Lastly this exasmple is more to do with what can be consumed or produced, you can use the attributes produces and consumes which basically narrow the types thus the browsers accept and content-type would have a bearing and will only respond back with the types set, for example you could send back either a JSON or a XML formatted response. So if I have the accept header set to application/type i would get a JSON response back as per the postman screenshot below.
 |
 |
MapStruct is used for automatically mapping between two Java beans, you create the interface and MapStruct will automatically create the concrete implementation.
First you have to pull in a dependency and any plugin configuration, which might be needed if you are using any other annotation processors.
 |
 |
I have created the below directory structure to contain the MapStruct configuration, in the model directory are the DTO's for the actual objects that it will map to, the mapper directory contains the MapStruct interfaces.

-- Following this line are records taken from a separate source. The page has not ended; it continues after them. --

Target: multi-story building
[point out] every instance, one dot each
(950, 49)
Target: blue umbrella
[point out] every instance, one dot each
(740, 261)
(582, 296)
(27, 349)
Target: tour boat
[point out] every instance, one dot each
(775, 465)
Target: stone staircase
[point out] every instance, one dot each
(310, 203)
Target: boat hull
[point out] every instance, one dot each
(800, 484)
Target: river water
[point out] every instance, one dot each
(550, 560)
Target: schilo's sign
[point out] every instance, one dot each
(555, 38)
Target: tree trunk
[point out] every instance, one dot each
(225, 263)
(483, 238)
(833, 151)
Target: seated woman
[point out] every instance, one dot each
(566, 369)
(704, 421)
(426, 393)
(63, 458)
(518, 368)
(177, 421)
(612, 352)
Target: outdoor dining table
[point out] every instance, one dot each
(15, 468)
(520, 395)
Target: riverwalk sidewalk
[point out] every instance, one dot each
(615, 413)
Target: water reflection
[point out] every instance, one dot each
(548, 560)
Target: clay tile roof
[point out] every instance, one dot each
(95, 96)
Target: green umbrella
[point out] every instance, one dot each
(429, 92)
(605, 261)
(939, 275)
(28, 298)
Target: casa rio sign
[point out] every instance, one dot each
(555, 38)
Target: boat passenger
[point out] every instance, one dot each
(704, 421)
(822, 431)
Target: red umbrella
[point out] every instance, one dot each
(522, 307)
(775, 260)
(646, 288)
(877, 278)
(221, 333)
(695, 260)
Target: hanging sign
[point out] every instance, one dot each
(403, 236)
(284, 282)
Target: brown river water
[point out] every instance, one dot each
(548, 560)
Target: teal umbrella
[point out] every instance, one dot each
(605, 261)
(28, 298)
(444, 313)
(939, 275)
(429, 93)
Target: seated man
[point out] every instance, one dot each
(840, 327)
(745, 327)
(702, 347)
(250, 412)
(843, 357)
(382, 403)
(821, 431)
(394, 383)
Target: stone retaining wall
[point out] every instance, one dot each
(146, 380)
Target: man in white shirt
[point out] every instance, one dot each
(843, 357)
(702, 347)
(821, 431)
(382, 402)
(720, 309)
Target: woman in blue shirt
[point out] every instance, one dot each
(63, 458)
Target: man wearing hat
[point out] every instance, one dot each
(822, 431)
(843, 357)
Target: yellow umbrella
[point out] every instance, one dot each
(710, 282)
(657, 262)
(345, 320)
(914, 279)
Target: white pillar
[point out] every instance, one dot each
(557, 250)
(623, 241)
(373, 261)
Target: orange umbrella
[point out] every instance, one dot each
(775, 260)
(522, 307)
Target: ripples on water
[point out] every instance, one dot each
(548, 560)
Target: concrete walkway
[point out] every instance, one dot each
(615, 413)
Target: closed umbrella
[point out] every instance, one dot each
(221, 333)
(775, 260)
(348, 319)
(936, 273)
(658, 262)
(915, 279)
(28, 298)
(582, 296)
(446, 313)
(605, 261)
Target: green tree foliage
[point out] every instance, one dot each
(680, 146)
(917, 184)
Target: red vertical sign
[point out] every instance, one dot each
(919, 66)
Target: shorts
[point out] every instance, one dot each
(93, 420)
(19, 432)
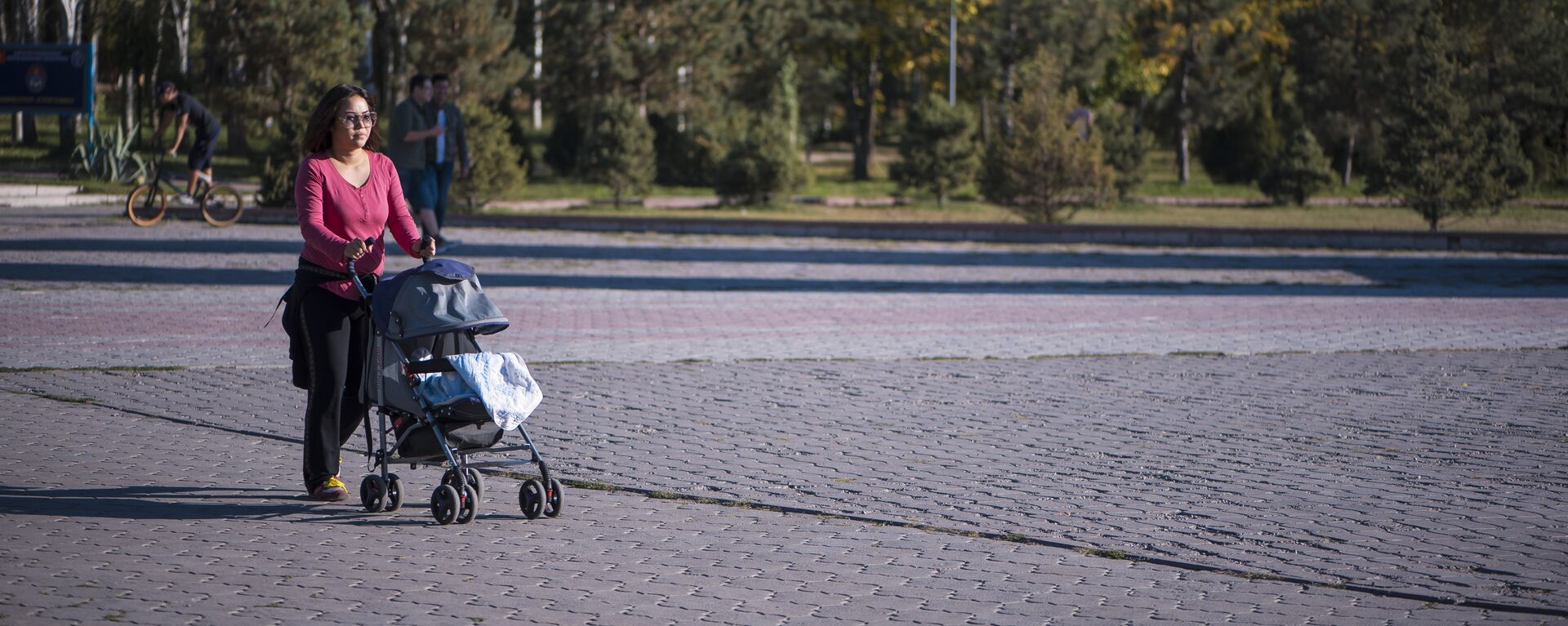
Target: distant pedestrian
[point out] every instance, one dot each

The UserEditForm DTO (left-side screenshot) maps to the User object and is a simple POJO and if you notice you can also use Lombok, you can leave out any fields that you don't want to use for example the password field. The DTO object can then be used between the presentation layer and the service layer securely. In the MapStruct interface we start with the @Mapper annotation, this marks the interface as a mapping interface and lets the MapStruct processor kick in during compilation. We then have two methods to map in both directions DTO to Object and Object to DTO, the source of the object is passed as a parameter. There are times where you might need a type convertion as you can see in the example I have one for the dateCreated field from String to MySQL date format. To use Spring IoC in our mapper(dependency injection), we need to add the componentModel attribute to @Mapper with the value spring.
 |
 |
Here is a simplier MapStruct example, MapStruct will take care of the mapping for us.
The INSTANCE field provides access to the mapper and is useful for unit testing.
To use the Mapstruct interface you simply inject it and use the methods that you defined in the interface as in the below screenshot
I have covered the very basics regarding MapStruct and will leave you to the MapStruct website for all of its features.